China’s hypersonic DF-17 missile threatens regional stability, analyst warns
- With its glider technology and nuclear capability, the medium-range weapon will be able to penetrate US missile shields
China’s development of a hypersonic ballistic missile – capable of reaching well above the speed of sound and penetrating US missile shields – is a threat to stability in the region, a military analyst has warned.
A source from the state-owned China Aerospace Science and Industry Corporation (CASIC) said the DF-17 missile, currently in development, would be capable of hypersonic speeds and delivering a manoeuvrable re-entry vehicle which could shift targets in flight, making it less vulnerable to interception by other countries’ defence systems.
“And the DF-17 will be capable of delivering both nuclear and conventional payloads,” said the source, who declined to be named due to the sensitivity of the topic.

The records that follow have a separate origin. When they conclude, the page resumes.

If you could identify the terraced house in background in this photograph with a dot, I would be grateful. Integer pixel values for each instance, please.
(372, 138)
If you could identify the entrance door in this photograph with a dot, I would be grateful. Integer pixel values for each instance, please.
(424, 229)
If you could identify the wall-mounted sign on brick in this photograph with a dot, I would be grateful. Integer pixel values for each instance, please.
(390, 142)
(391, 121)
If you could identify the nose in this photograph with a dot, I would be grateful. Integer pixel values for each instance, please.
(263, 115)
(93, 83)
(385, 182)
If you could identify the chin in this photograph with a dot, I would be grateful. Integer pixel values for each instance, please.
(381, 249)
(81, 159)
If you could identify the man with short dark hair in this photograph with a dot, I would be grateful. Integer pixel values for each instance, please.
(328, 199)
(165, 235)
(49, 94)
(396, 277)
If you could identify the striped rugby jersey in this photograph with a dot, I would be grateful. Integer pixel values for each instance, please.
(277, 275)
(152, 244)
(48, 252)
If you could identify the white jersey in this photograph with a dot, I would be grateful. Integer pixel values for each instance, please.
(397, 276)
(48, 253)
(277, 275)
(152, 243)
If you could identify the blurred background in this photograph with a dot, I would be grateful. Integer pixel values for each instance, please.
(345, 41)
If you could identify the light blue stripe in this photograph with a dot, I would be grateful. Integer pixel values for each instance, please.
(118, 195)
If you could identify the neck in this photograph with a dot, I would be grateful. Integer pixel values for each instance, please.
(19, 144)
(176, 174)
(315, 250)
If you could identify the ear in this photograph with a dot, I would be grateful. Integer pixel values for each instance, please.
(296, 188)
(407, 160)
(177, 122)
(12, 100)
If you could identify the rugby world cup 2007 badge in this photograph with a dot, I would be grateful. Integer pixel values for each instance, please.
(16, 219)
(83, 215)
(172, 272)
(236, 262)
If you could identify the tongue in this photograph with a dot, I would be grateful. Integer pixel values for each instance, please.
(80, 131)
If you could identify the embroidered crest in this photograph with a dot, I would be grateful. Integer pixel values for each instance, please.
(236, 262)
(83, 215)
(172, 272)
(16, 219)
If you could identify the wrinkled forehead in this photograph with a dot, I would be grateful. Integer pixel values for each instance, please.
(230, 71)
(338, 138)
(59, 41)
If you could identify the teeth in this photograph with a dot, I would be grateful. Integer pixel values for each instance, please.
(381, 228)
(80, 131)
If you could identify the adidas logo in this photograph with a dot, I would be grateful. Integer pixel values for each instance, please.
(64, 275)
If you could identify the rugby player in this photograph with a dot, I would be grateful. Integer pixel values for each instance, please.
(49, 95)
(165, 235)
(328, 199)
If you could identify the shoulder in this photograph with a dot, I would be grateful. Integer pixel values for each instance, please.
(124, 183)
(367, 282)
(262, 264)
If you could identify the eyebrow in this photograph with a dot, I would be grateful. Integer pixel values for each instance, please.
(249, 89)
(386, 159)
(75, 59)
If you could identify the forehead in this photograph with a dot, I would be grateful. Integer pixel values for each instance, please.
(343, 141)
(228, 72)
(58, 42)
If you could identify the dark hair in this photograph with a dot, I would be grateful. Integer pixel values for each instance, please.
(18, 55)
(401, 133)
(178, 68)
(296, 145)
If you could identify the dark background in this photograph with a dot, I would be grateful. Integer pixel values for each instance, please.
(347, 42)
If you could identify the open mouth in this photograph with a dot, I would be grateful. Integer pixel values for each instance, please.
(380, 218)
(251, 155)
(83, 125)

“There are now two institutions under CASIC that are competing to develop these advanced features,” the source added.
The US intelligence community has assessed that the DF-17 is expected to reach initial operational capability by 2020. In addition to China, the United States and Russia are also developing the hypersonic glider technology behind the Chinese DF-17.
Adam Ni, a military researcher at Macquarie University in Sydney, said the developments in the DF-17 enhanced China’s nuclear deterrence since it would be capable of penetrating existing US missile shields.
“But the race to develop hypersonic missiles such as DF-17 risks destabilising the region since hypersonic weapons reduce the time of decision-making before landing to just a few minutes, forcing leaders to make consequential decisions within a very short period of time,” Ni said.
The DF-17 is China’s first medium-range ballistic missile with a hypersonic glide vehicle (HGV). The HGV payload was designed specifically for the DF-17, and was also “the first HGV test in the world using a system intended to be fielded operationally”.
Traditional ballistic missiles fire their warheads into space and they are then carried on trajectories calculated to arrive at their targets. HGV technology allows a missile to fly much lower in its final stages of flight, better preventing detection by an adversary’s radars.
China conducted two tests of the DF-17 in November 2017, with the first one launched from the Jiuquan Space Launcher Centre in Inner Mongolia. It travelled around 1,400km (870 miles).
The calculated flight time of the HGV in that test was estimated to be nearly 11 minutes at a depressed altitude of around 60km. Following completion of the ballistic and re-entry phases, the HGV successfully landed near Qiemo in Xinjiang Province, reportedly “within metres” of the intended target, according to the Centre for Strategic and International Studies, a US think tank.
In June, CASIC released an animated video showing a simulated animation of a boost-glide vehicle on its official account on social media platform Douyin.